For those who couldn’t make it because of the absent buses, the vitriol was even more direct. Disappointed Trump fans took to social media and business review sites to vent their frustrations at the company.
“Deep state is diabolical,” tweeted one rallygoer. Another asked Fox News host Tucker Carlson to investigate.
In the eyes of many Trump supporters, US Coachways soon became just the latest corporation to snub conservatives.
“How corrupt can the Democrats be?” tweeted one woman whose bus never showed up.
On YouTube, a stranded rally attendee who calls herself “April the American” imagined a liberal conspiracy to block the buses as part of a ploy to seize power across the United States government.
“Guess what, you lefty, soy-drinking latte pieces of shit: You’re not taking this country,” she said. “It ain’t going to happen.”
Heap admitted that he had seen the bad reviews piling up online. And he claimed to have been contacted by conservative media outlets alleging that US Coachways deliberately canceled the bus order to hurt Trump and his supporters. But he suggested that the disappointment of rallygoers be directed at a more mundane culprit: poor planning by one of the event’s organizers.

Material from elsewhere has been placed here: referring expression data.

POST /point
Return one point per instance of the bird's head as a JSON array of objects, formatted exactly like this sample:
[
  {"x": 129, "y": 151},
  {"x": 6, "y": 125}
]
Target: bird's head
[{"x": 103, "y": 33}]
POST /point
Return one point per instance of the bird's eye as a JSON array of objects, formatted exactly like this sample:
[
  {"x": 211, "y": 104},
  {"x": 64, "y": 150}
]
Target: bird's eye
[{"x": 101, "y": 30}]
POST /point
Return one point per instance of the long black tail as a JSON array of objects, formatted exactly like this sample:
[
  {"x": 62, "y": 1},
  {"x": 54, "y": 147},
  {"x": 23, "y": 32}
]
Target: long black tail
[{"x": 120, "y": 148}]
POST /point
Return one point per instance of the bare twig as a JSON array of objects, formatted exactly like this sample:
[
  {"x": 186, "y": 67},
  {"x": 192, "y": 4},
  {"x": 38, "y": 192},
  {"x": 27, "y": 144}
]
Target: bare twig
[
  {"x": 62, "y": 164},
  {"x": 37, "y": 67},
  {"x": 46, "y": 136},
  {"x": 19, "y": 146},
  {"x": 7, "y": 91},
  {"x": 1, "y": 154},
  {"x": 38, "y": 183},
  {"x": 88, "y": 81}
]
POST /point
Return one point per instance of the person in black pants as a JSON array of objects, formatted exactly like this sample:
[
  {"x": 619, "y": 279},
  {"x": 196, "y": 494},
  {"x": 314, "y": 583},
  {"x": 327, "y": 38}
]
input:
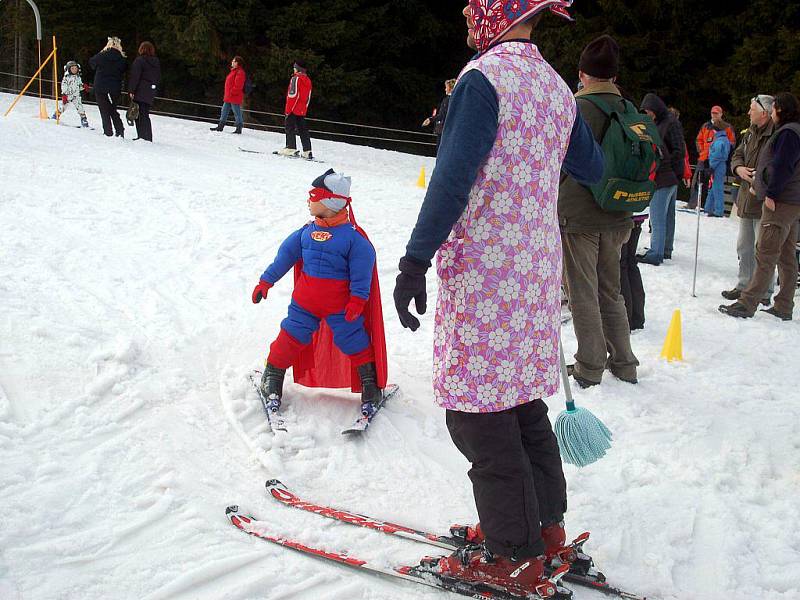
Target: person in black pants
[
  {"x": 631, "y": 286},
  {"x": 110, "y": 66},
  {"x": 144, "y": 79}
]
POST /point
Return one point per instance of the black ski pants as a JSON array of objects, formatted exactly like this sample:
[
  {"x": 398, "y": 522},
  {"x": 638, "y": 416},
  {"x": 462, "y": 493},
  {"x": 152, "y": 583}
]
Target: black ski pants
[
  {"x": 517, "y": 478},
  {"x": 631, "y": 285},
  {"x": 294, "y": 125},
  {"x": 107, "y": 103},
  {"x": 144, "y": 128}
]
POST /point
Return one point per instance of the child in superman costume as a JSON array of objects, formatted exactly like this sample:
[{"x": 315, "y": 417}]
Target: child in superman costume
[{"x": 333, "y": 333}]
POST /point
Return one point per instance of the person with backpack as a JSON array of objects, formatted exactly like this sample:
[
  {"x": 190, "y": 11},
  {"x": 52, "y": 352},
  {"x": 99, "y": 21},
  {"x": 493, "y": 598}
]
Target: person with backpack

Heap said one of the rally’s organizers contacted the bus company 10 days before the event, on Oct. 7, and attempted to organize buses in multiple states, including New Jersey, Pennsylvania, Maryland, New York, and North Carolina. As the event neared, though, the organizer still hadn’t put a deposit down on the buses—potentially leaving US Coachways on the hook for thousands of dollars.
Heap said the organizer only officially confirmed the buses at 3 p.m. on Wednesday afternoon, just hours before the first bus had to leave at 11:30 p.m. Complicating matters, according to Heap, were Department of Transportation regulations that required two drivers for some of the buses.

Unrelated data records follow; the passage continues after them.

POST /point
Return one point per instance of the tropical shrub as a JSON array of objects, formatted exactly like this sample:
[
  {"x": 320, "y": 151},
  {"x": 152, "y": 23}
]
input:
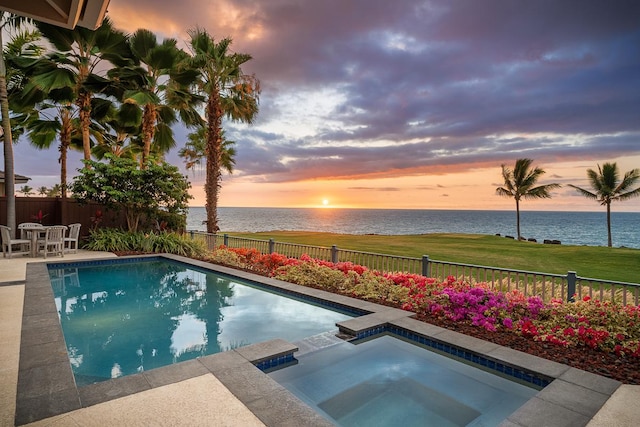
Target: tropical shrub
[{"x": 115, "y": 240}]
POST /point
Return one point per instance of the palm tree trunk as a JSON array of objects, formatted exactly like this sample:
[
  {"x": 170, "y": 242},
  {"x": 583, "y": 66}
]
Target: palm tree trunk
[
  {"x": 518, "y": 217},
  {"x": 148, "y": 124},
  {"x": 609, "y": 224},
  {"x": 84, "y": 104},
  {"x": 9, "y": 174},
  {"x": 65, "y": 141},
  {"x": 213, "y": 153}
]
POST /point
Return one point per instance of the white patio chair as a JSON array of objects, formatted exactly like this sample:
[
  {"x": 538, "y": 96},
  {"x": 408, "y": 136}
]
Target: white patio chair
[
  {"x": 71, "y": 241},
  {"x": 53, "y": 242},
  {"x": 8, "y": 243}
]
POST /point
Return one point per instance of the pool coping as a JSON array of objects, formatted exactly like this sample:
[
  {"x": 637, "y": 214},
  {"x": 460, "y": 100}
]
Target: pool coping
[{"x": 46, "y": 386}]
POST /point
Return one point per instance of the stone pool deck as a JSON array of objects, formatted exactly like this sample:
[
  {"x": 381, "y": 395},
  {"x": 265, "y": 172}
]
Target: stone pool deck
[{"x": 226, "y": 388}]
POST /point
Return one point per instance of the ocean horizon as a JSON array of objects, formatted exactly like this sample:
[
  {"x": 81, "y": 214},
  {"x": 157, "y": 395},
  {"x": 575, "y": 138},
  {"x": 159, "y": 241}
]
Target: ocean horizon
[{"x": 570, "y": 228}]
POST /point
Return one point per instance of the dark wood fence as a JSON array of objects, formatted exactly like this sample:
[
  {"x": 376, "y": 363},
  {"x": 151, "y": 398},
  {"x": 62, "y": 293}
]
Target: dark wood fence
[{"x": 55, "y": 212}]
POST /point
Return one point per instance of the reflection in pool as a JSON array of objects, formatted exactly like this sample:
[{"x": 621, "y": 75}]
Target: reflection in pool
[
  {"x": 123, "y": 318},
  {"x": 389, "y": 382}
]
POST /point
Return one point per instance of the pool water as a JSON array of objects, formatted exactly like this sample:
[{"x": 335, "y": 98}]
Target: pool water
[
  {"x": 390, "y": 382},
  {"x": 124, "y": 318}
]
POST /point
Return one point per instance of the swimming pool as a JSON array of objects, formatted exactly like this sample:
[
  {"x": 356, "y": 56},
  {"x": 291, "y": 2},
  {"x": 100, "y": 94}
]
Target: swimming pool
[
  {"x": 46, "y": 385},
  {"x": 124, "y": 318},
  {"x": 387, "y": 381}
]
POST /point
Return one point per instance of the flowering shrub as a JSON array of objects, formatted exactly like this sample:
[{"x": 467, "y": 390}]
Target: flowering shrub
[{"x": 590, "y": 323}]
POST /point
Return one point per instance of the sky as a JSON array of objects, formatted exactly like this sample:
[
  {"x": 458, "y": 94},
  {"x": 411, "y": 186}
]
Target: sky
[{"x": 411, "y": 104}]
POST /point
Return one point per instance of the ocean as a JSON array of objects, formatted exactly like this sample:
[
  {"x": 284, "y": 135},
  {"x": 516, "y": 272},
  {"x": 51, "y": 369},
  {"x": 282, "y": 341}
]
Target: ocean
[{"x": 571, "y": 228}]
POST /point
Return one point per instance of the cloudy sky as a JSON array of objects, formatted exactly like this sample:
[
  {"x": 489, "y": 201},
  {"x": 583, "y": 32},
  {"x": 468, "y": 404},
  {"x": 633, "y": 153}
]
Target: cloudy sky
[{"x": 412, "y": 104}]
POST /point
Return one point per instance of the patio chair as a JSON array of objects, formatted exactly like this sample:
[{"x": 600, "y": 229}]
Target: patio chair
[
  {"x": 53, "y": 242},
  {"x": 8, "y": 243},
  {"x": 71, "y": 241}
]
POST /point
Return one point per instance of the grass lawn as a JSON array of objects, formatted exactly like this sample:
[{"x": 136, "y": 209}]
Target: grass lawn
[{"x": 618, "y": 264}]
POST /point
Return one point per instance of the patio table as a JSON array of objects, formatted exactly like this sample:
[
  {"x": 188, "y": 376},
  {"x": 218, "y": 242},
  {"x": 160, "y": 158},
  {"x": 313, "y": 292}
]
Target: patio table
[{"x": 34, "y": 232}]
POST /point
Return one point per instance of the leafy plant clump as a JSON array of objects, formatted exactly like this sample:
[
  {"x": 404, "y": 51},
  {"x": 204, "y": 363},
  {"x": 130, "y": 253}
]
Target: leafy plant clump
[
  {"x": 114, "y": 240},
  {"x": 604, "y": 326}
]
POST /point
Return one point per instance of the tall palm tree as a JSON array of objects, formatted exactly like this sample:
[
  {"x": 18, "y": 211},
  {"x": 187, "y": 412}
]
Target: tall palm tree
[
  {"x": 7, "y": 21},
  {"x": 50, "y": 110},
  {"x": 78, "y": 53},
  {"x": 607, "y": 187},
  {"x": 229, "y": 93},
  {"x": 519, "y": 184},
  {"x": 157, "y": 88},
  {"x": 194, "y": 151}
]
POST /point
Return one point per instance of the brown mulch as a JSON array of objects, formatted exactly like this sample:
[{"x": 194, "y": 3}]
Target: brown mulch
[{"x": 623, "y": 369}]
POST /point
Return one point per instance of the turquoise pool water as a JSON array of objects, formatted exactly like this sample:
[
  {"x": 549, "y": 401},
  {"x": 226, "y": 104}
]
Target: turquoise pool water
[
  {"x": 386, "y": 381},
  {"x": 123, "y": 318}
]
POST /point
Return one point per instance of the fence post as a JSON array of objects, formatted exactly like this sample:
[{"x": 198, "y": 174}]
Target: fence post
[
  {"x": 426, "y": 268},
  {"x": 571, "y": 286},
  {"x": 334, "y": 254}
]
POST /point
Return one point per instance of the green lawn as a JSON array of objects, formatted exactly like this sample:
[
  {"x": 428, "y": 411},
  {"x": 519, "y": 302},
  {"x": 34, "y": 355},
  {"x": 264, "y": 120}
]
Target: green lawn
[{"x": 618, "y": 264}]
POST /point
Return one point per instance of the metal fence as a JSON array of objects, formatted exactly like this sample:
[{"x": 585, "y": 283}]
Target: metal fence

“This was not an easy logistical package,” Heap said.
Still, US Coachways agreed to organize the last-minute bus order. But when the company tried to run the organizer’s credit card to pay for the buses, it was repeatedly declined, with only a charge for one of the buses succeeding.
“We were still there, ready to do this,” Heap said. “But unfortunately, her credit card kept declining.”
Heap said US Coachways spoke repeatedly to the rally organizer in an attempt to make the credit card payments go through. But when the company could not get the credit card not to decline, he said, “We had no choice but to cancel.”
Despite issuing a press release blasting the bus company, Women for America First didn’t respond to requests for comment after The Daily Beast brought up US Coachways’ allegation that it wasn’t paid for the buses. The Daily Beast couldn’t reach the rally organizer who attempted to book the buses for comment.
“We didn’t do this on purpose,” Heap said. “We really wanted to make this work.”